January 22, 2024
Bankruptcies are bad. They certainly matter and aren’t looking good today. However, people often get too caught up with bankruptcies, especially when they’re only one piece of the puzzle.
See, when companies are stressed, they have more options than declaring bankruptcy. Most will try to restructure debt first. Or they might get as close to default as possible without actually entering default. As a result, if you just watch bankruptcies, you’re missing the bigger picture.
Case in point: the biggest form of default last year was the “distressed exchange.”
That’s when a struggling company wants to avoid bankruptcy and tries negotiating with its lenders. The company might offer to buy back the debt at a steep discount. Or it might exchange it for a much smaller debt.
These deals are not like normal refinancing – lenders take a discount. But distressed exchanges help struggling firms avoid bankruptcy and allow creditors to get back some of their money.
Seeing just bankruptcies, the U.S. economy is struggling. But when we broaden the view of corporate health, the picture gets worse. This year more companies have undergone distressed exchanges than have gone bankrupt. And there are plenty of missed interest payments, out-of-court restructuring deals, and confidential restructuring procedures underway that don’t show up in the bankruptcy numbers.

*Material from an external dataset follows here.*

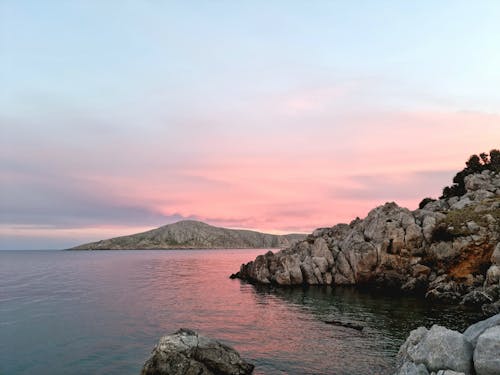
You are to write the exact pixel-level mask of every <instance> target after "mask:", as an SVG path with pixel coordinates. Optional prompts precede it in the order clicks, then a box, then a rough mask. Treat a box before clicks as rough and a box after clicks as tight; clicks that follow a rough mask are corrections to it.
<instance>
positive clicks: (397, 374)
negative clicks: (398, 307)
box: [395, 314, 500, 375]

In fact, only three years have looked worse than 2008’s slog of 64,318 bankruptcies: the height of the Great Recession in 2009, the energy price route in 2016, and the start of the pandemic in 2020. Today’s signs of corporate stress are now resembling the tough times of 2020.
To summarize, corporate stress is building, and more companies are on the brink of bankruptcy than many folks realize. Distressed exchanges and overall corporate stress indicate a potential recession on the horizon.